更年期障害は、いろいろな状況下で、発熱、発汗とほてりを起こすありふれた症状です。女性の加齢現象の1つですね。順調な生理周期が終わりを告げることで、体内の女性ホルモンバランスが崩れていく過程です。女性ホルモンの消退症候群とでも言えるのかもしれません。
更年期とは、閉経前の5年間と閉経後の5年間を合わせた10年間をいいます。月経が来ない月が12カ月間続いたときを閉経とします。日本人女性の平均閉経年齢は50歳ですが、閉経時期は幅が広く40歳代前半から50歳代後半までとなります。
更年期障害の症状としては次の3つに分けられます。
(1)血管拡張と放熱に関係するもの
(2)その他のさまざまな身体症状
(3)精神症状
しかし、この一般的な現象は、より重要な意味を持つのでしょうか?
女性の健康問題の研究を発表した論文で、心血管疾患のない35歳から58歳の女性492名の集団が追跡調査されました。

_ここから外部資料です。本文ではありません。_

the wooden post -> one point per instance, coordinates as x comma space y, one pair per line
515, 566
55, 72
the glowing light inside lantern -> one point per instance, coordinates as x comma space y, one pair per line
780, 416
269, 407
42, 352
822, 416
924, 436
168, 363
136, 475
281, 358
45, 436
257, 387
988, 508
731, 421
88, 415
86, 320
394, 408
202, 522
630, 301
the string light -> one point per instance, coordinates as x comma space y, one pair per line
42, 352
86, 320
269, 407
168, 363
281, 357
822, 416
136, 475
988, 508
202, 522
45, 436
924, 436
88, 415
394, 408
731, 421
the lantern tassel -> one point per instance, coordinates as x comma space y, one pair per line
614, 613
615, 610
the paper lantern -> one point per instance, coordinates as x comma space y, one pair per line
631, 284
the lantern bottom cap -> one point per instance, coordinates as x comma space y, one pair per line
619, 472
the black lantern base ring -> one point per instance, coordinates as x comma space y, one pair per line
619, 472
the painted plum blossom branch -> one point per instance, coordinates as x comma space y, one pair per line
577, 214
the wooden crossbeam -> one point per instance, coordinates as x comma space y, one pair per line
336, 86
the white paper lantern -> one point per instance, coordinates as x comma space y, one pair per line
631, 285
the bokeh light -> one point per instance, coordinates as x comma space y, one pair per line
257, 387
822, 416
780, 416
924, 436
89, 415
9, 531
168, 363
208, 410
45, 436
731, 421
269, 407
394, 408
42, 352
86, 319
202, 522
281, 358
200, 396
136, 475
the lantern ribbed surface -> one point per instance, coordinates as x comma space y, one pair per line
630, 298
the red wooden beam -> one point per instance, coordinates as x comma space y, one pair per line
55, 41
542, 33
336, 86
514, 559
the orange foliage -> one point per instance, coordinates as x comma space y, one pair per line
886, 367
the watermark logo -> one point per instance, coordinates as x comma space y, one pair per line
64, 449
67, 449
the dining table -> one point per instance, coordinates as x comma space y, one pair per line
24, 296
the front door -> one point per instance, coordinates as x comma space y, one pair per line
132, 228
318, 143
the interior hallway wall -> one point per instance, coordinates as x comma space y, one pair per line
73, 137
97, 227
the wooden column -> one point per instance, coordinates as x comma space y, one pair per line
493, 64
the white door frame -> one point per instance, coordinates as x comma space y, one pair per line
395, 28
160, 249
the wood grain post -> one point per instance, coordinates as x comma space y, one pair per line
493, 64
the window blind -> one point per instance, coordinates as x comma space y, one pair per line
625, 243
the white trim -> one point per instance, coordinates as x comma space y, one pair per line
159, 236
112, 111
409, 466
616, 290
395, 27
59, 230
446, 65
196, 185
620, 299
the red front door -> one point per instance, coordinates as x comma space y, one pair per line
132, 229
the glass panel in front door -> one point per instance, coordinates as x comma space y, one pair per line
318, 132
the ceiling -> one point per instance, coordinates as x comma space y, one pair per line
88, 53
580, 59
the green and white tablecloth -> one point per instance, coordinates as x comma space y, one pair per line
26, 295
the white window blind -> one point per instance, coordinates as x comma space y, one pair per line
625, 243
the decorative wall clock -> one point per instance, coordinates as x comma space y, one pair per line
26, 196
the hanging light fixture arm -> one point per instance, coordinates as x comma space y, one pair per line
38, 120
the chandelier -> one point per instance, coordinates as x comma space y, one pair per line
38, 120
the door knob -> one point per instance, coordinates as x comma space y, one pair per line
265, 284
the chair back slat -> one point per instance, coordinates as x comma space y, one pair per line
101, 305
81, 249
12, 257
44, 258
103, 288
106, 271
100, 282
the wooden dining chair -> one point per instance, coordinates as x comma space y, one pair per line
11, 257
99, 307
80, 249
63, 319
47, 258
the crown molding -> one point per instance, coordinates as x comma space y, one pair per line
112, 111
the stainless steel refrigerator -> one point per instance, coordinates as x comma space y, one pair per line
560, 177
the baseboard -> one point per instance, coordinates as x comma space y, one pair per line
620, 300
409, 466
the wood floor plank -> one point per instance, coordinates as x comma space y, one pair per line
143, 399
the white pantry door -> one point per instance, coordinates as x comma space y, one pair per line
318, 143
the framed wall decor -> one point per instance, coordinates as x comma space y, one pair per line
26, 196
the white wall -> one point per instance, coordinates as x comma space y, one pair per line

その研究で実施された検査の一つに、大動脈と冠動脈の石灰化を調べるための電子ビーム断層撮影検査があります。
更年期障害を報告した被験者は、それを認めなかった人に比べて、大動脈と冠動脈の両血管の石灰化が約50%高い確率でした。
更年期障害患者の4人に1人は、ちょうど17%を占める非更年期障害患者と比較して、冠動脈カルシウムスコア(CAC)が10以上でした。
閉経後の人では、更年期障害が2倍でしたが、両群の平均年齢(50歳)は事実上差異がなく同じでした。これは閉経の早期発症が、早いアテローム性動脈硬化症の発症リスクを上昇させることを意味するのでしょうか?
もしそうなら、エストラジオールの平均レベルが更年期障害のない人で著しく高いので、「エストロゲンは血管を保護するように作用する」という概念と合致します。
すなわち女性ホルモンは、血管の老化を防ぐ抗加齢作用があるということです。女性は女性ホルモンにより守られているのですね。